CodeForces 385D: Bear and Floodlight

类型：DP，计算几何
题意：坐标系上有(l,0)~(r,0)一条直线，是一条路。然后还有其他一些点，这些点上有灯，灯能照一定的角度，需要用这些灯照亮那条路，问起点开始最远一直能照到哪。

思路：

状态压缩DP.

dp[1111..1] = max（遍历所有灯，那个被去掉的灯，从dp[11..0..11]这点开始照，最远照到哪）

就是求计算几何有点不会诶。。。。

与出现顺序有关的问题，可以用状态DP，从N！

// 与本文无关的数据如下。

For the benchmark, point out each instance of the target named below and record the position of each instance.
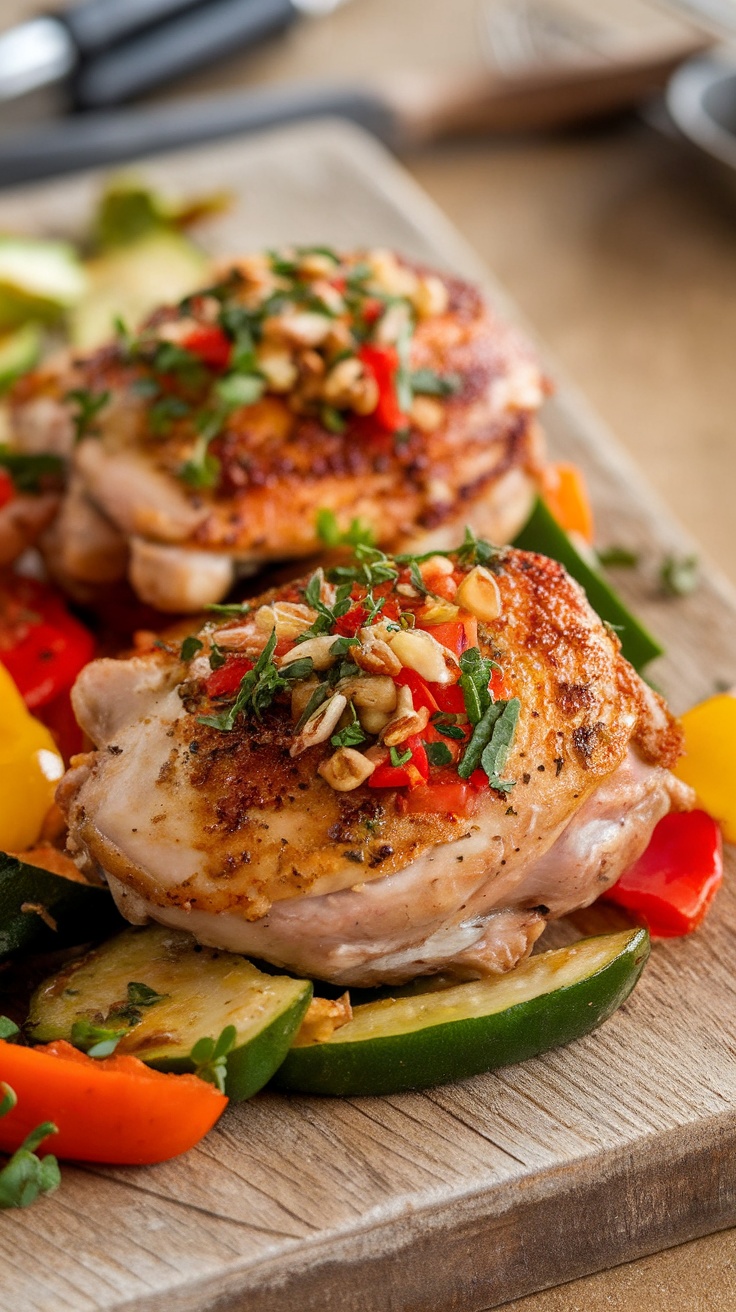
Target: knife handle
(194, 38)
(96, 25)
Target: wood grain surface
(469, 1195)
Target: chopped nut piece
(345, 769)
(318, 648)
(427, 413)
(430, 297)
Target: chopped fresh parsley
(30, 472)
(352, 735)
(190, 646)
(25, 1177)
(88, 406)
(617, 558)
(438, 753)
(678, 575)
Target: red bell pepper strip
(674, 881)
(41, 646)
(408, 776)
(210, 345)
(383, 364)
(226, 680)
(116, 1110)
(7, 488)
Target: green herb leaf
(429, 383)
(475, 677)
(190, 646)
(617, 558)
(438, 753)
(210, 1056)
(503, 735)
(142, 995)
(88, 406)
(318, 697)
(678, 575)
(30, 472)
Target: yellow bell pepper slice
(709, 762)
(30, 768)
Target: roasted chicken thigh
(402, 768)
(299, 392)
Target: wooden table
(623, 257)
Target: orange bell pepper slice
(116, 1110)
(566, 493)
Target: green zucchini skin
(201, 991)
(455, 1050)
(83, 913)
(543, 534)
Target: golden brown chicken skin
(299, 383)
(402, 769)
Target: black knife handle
(96, 25)
(193, 40)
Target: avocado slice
(196, 992)
(421, 1039)
(38, 280)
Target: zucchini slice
(543, 534)
(198, 991)
(41, 911)
(423, 1039)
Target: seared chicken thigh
(403, 768)
(299, 382)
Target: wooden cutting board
(472, 1194)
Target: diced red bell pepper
(42, 646)
(226, 680)
(450, 797)
(349, 623)
(7, 488)
(457, 635)
(383, 364)
(408, 776)
(210, 344)
(420, 689)
(674, 881)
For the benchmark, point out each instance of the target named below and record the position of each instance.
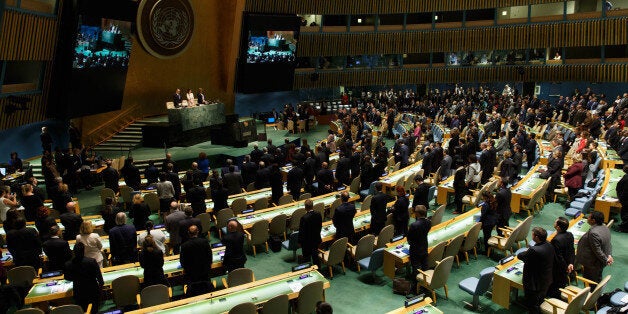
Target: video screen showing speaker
(92, 56)
(268, 46)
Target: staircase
(125, 140)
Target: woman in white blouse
(93, 246)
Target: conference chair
(363, 249)
(292, 244)
(238, 277)
(277, 226)
(477, 286)
(453, 247)
(573, 306)
(244, 308)
(470, 242)
(258, 235)
(125, 290)
(335, 255)
(384, 236)
(309, 295)
(154, 295)
(295, 218)
(277, 305)
(436, 278)
(436, 254)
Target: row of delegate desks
(398, 253)
(510, 275)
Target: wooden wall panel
(378, 6)
(575, 34)
(540, 73)
(26, 36)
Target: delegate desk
(424, 306)
(247, 220)
(397, 253)
(58, 288)
(258, 292)
(607, 199)
(526, 187)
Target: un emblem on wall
(165, 27)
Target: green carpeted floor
(354, 292)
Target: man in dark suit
(310, 232)
(594, 248)
(87, 279)
(537, 270)
(417, 238)
(504, 211)
(57, 250)
(234, 247)
(71, 222)
(123, 241)
(196, 260)
(325, 179)
(420, 193)
(185, 223)
(295, 181)
(378, 209)
(343, 218)
(24, 244)
(233, 181)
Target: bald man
(196, 259)
(234, 244)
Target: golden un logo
(165, 27)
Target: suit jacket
(537, 270)
(196, 259)
(310, 230)
(594, 247)
(343, 220)
(58, 252)
(71, 223)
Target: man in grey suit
(594, 248)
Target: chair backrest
(591, 301)
(240, 276)
(436, 254)
(384, 236)
(106, 192)
(577, 302)
(437, 217)
(295, 218)
(125, 290)
(22, 276)
(152, 201)
(259, 232)
(285, 199)
(278, 224)
(244, 308)
(365, 247)
(154, 295)
(441, 273)
(223, 216)
(239, 204)
(484, 283)
(206, 221)
(67, 309)
(309, 295)
(261, 203)
(454, 245)
(472, 237)
(355, 185)
(366, 204)
(278, 304)
(337, 251)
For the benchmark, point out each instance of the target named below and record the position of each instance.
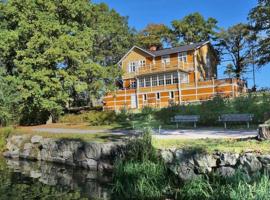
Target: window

降到2^N。

我的代码：

#include <cstdio>
#include <cstring>
#include <cmath>
#include <algorithm>
using namespace std;
#define N 22
const double eps = 1e-8;
const double PI = acos(-1);

double dp[1<<21];
int x[N], y[N], a[N];
int n, l, r;
struct Point {
    Point(){}
    Point(double a,double b):x(a),y(b){}
    double x, y;
    Point operator - (const Point &b) const {
        return Point(x-b.x, y-b.y);
    }
    void print(char str[]) {
        printf("%s %lf %lf\n",str, x, y);
    }
}point[N];

Point rotate (Point p, double a) const {
    a = a/180.0 * PI;
    return Point(p.x*cos(a) - p.y*sin(a), p.x*sin(a) + p.y*cos(a));
}

double cal(double now, int i) {
    //printf("i = %d ", i);
    //printf("now = %lf\n", now);
    Point to = Point(now, 0) - point[i];
    to = to.rotate(a[i]);
    //printf("to = (%lf,%lf)\n", to.x, to.y);
    if (to.y > -eps) return r;
    else return min(point[i].x + point[i].y * (to.x / -to.y), r+0.0);
}

int main() {
    while (~scanf("%d%d%d", &n, &l, &r)) {
        for (int i = 0; i < n; i++)  {
            scanf("%lf%lf%d", &point[i].x, &point[i].y, &a[i]);
            //printf("%lf %lf %d\n",point[i].x, point[i].y, a[i]);
        }
        dp[0] = l;
        for (int i = 1; i < (1<<n); i++) {
            dp[i] = l;
            for (int j = 0; j < n; j++) {
                if ((i&(1<<j))) {
                    dp[i] = max(dp[i], cal(dp[(i&(~(1<<j)))], j));
                }
            }
            //printf("%d: %lf\n", i, dp[i]);
        }
        printf("%.8lf\n", dp[(1<<n)-1]-l);
    }
    return 0;
}